Friday, 23 September 2016

Claude Quayle Lewis Penrose, MC and Bar (1894 - 1918) – British poet and artist

Claude Penrose was mentioned in Dispatches twice

Claude was born in Florida in America on 10th August 1893.  His parents were Henry Hugh “Harry” Penrose, a civil engineer and his wife, Mary Elizabeth, nee Lewis, who came from Kinsale in Ireland. Mary was a successful novelist who wrote under the name of Mrs. H.H. Penrose.  

The family went to live in England in 1897.   Claude was educated at the United Services College, a private school for the sons of military officers which was in Westward Ho! In Devon, before going on to the Royal Military Academy in Woolwich.

In 1911, the family lived at ‘Deepcut Bungalow’, Frimley Green, Surrey.  Claude was commissioned into the Royal Garrison Artillery as a 2nd Lieutenant on 13th July 1913.

Posted to the Western Front and slightly wounded during the first days of The Somme Offensive in July 1916, Claude wrote a poem about his impressions of the first day of the first Battle of the Somme.  In September 1916, he was awarded the Military Cross for actions during an attack on the village of Combles on 15th September 1916.

In October 1917, Claude was promoted to the rank of Major and given command of the 245th Siege Battery of the Royal Garrison Artillery.  During the Battle of Arras in March 1918, Claude won a Bar to his Military Cross.  He was mortally wounded on 31st July 1918 while rescuing his wounded Subaltern.   He died at the 2nd Canadian Casualty Clearing Station at 5.30 p.m. on 1st August 1918 and was buried in Esquelbecq Military Cemetery, Nord-Pas-de-Calais, France.  He is commemorated on the War Memorial – Heroes’ Column – at St. Fin Barre’s Cathedral, Cork, Ireland.

After his death, Claude’s mother had his poems and some of his art work published under the title “Poems; with a biographical preface” by Harrison in 1919 (274 pages). 

Sources:  Information kindly supplied by Claude’s relative and
http://digital.nls.uk/british-military-lists/pageturner.cfm?id=88179703

Catherine W. Reilly “English Poetry of the First World War A Bibliography” (St. Martin’s Press, New York, 1978) p. 251.

“On The Somme” by Claude Quayle Lewis Penrose, MC and Bar

Who heard the thunder of the great guns firing?

Who watched the line where the great shells roared?

Who drove the foemen back, and followed his retiring

When we threw him out of Pommiers, to the glory of the Lord?


Englishmen and Scotsmen, in the grey fog of morning

Watched the dim, black clouds that reeked, and strove to break the gloom;

And Irishmen that stood with them, impatient for the warning,

When the thundering around them would cease and give them room


Room to move forward as the grey mist lifted,

Quietly and swiftly – the white steel bare;

Happy, swift and quiet, as the fog still drifted,

They moved along the tortured slope and met the foemen there.

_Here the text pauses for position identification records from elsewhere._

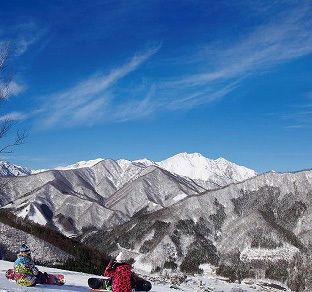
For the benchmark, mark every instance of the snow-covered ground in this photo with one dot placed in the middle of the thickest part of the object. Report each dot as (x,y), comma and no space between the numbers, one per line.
(78,282)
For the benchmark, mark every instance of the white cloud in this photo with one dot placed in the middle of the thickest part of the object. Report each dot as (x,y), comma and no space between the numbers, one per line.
(88,101)
(281,38)
(15,88)
(13,116)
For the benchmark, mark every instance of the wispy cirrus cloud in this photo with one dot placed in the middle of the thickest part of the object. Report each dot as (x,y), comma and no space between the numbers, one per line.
(282,38)
(22,36)
(13,116)
(90,101)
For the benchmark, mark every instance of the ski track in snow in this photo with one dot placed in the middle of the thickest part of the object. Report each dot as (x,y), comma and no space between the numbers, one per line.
(76,281)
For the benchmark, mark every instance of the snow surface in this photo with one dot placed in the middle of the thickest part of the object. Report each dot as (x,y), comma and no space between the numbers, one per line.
(76,281)
(9,169)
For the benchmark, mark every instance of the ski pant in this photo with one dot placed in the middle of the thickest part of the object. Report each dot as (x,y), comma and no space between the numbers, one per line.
(41,278)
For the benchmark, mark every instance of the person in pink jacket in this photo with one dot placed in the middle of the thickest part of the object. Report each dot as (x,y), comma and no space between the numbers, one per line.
(120,272)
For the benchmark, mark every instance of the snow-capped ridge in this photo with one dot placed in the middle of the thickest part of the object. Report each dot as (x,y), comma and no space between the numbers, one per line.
(80,164)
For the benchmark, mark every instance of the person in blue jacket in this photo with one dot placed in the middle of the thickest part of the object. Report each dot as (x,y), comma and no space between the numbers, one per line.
(25,271)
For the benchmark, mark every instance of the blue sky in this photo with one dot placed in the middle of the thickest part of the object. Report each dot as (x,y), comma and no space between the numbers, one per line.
(134,79)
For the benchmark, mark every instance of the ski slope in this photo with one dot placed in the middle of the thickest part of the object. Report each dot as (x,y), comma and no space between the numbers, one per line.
(76,281)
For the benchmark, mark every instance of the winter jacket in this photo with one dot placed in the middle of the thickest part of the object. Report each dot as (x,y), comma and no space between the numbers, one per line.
(121,274)
(25,271)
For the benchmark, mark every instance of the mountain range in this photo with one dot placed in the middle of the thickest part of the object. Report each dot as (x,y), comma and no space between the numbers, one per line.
(178,213)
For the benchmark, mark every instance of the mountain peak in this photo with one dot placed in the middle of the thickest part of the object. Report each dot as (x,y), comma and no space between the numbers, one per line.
(197,166)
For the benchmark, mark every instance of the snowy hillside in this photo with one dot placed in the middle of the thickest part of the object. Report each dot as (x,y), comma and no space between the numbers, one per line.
(78,282)
(8,169)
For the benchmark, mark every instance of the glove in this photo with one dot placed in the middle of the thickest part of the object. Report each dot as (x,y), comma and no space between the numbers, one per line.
(112,262)
(35,271)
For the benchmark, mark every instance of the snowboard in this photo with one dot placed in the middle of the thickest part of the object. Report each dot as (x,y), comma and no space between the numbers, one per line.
(100,284)
(139,284)
(56,279)
(52,279)
(104,284)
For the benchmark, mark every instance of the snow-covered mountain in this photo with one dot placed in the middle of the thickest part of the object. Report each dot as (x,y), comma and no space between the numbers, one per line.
(265,220)
(9,169)
(191,165)
(90,194)
(196,166)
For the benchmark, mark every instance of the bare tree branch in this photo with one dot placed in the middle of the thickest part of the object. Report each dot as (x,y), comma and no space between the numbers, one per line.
(5,79)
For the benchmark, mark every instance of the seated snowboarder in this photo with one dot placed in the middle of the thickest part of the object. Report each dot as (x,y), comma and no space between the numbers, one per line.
(25,271)
(120,271)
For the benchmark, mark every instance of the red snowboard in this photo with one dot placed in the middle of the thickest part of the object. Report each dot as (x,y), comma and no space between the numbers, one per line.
(56,279)
(53,279)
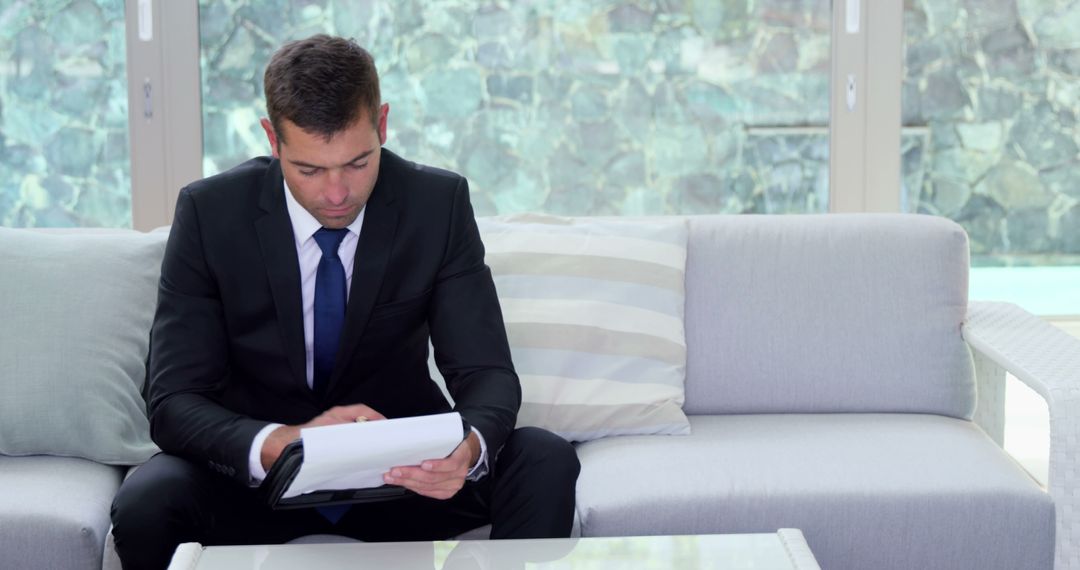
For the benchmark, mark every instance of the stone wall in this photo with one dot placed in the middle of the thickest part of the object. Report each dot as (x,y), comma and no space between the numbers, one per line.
(997,86)
(660,107)
(615,107)
(64,149)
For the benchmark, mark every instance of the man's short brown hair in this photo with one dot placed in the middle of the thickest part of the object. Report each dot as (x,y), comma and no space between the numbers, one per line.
(322,84)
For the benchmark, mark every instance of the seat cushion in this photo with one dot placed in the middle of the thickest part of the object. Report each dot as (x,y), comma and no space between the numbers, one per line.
(868,490)
(54,511)
(827,313)
(76,329)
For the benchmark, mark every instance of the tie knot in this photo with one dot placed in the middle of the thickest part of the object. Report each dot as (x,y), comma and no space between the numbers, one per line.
(329,240)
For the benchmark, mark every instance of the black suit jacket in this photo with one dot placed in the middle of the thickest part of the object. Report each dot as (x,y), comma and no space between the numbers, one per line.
(227,351)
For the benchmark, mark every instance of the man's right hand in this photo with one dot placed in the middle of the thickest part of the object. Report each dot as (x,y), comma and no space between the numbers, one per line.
(282,436)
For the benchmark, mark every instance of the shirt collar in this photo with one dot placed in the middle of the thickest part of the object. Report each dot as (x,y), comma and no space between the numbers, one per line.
(305,225)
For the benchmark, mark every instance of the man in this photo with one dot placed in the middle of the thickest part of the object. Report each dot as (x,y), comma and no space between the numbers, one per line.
(300,290)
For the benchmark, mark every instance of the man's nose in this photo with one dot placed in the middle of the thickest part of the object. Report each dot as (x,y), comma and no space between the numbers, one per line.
(337,189)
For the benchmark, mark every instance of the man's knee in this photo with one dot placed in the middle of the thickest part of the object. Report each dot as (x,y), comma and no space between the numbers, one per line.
(152,497)
(542,453)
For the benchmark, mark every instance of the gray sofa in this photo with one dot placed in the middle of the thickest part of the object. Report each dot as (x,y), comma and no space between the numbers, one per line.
(831,385)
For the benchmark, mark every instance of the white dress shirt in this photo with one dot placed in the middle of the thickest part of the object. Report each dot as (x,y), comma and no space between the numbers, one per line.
(308,253)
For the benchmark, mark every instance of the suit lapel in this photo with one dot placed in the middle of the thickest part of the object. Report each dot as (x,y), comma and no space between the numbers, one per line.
(274,231)
(369,265)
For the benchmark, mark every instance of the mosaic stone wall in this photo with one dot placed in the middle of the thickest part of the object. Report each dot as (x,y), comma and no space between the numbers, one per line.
(606,107)
(64,143)
(996,85)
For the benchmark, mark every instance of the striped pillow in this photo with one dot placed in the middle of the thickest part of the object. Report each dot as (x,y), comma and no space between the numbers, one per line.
(594,315)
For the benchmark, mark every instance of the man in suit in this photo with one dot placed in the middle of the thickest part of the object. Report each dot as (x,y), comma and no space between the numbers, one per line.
(300,290)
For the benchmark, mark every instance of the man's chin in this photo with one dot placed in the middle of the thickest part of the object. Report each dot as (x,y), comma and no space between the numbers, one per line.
(337,221)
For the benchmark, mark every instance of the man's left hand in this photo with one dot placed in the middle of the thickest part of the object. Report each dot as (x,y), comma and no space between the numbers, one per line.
(439,478)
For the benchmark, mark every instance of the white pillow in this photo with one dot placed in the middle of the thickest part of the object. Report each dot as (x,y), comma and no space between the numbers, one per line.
(594,315)
(73,338)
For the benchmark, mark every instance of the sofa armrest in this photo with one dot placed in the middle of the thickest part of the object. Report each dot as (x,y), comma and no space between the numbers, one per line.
(1047,360)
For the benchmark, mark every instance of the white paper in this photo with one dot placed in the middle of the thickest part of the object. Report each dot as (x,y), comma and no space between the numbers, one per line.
(354,456)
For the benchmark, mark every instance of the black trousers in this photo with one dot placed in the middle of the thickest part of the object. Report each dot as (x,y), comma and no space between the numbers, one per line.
(167,501)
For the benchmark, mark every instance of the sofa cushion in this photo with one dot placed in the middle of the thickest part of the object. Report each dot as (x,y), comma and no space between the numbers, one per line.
(882,491)
(54,512)
(77,312)
(827,313)
(594,316)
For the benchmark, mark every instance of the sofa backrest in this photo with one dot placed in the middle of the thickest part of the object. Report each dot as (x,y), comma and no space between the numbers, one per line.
(827,313)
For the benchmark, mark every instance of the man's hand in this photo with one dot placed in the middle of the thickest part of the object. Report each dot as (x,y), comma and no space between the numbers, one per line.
(282,436)
(439,478)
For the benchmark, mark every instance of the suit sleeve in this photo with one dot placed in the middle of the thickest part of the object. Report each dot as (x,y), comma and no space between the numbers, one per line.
(189,358)
(468,331)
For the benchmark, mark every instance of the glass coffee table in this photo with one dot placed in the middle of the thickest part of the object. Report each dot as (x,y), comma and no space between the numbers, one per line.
(784,550)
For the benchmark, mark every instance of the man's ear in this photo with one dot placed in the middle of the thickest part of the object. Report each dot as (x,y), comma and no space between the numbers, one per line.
(271,136)
(383,111)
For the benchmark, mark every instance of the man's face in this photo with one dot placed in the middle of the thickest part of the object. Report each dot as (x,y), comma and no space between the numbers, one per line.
(333,178)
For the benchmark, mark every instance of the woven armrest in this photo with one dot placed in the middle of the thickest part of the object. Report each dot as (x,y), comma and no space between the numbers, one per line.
(1048,360)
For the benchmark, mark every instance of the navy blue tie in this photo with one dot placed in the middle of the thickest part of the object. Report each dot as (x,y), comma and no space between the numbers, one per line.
(329,307)
(329,317)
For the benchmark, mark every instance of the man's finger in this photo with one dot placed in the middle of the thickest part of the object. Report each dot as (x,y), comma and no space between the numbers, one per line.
(424,476)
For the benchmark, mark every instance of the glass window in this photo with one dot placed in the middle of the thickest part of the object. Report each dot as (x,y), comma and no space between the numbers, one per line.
(571,107)
(64,150)
(991,139)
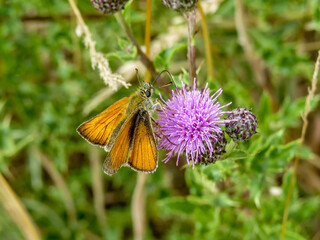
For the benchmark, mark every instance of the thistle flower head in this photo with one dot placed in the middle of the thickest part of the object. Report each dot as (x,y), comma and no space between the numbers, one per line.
(243,126)
(218,149)
(180,5)
(109,6)
(190,123)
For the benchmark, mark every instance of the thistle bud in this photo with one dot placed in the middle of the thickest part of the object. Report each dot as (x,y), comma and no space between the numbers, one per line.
(109,6)
(243,126)
(219,148)
(180,5)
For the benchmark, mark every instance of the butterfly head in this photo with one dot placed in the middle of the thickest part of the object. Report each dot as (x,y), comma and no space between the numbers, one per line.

Stalwart men and wonderful, brave beyond believing –

Little time to mourn for friends that dropped without a word!

(Wait until the work is done, and then give way to grieving) –

So they hummed the latest rag-time to the glory of the Lord.


All across the No Man’s Land, and through the ruined wiring,

Each officer that led them, with a walking-cane for sword,

Cared not a button though the foeman went on firing

While they dribbled over footballs to the glory of the Lord.


And when the brought their captives back, hungry and downhearted,

They called him “Fritz” and slapped their backs, and, all with one accord

They shared with them what food they’d left from when the long day started

And gave them smokes and bully to the glory of the Lord.

NOTE: Pommiers is a town near Montaubon in the Somme, Picardie, France.


Bully Beef was a type of ‘corned beef’ introduced by the British Army during the Boer War. It was given in tins as rations to soldiers and could be made into a hot meal or eaten straight from the tin.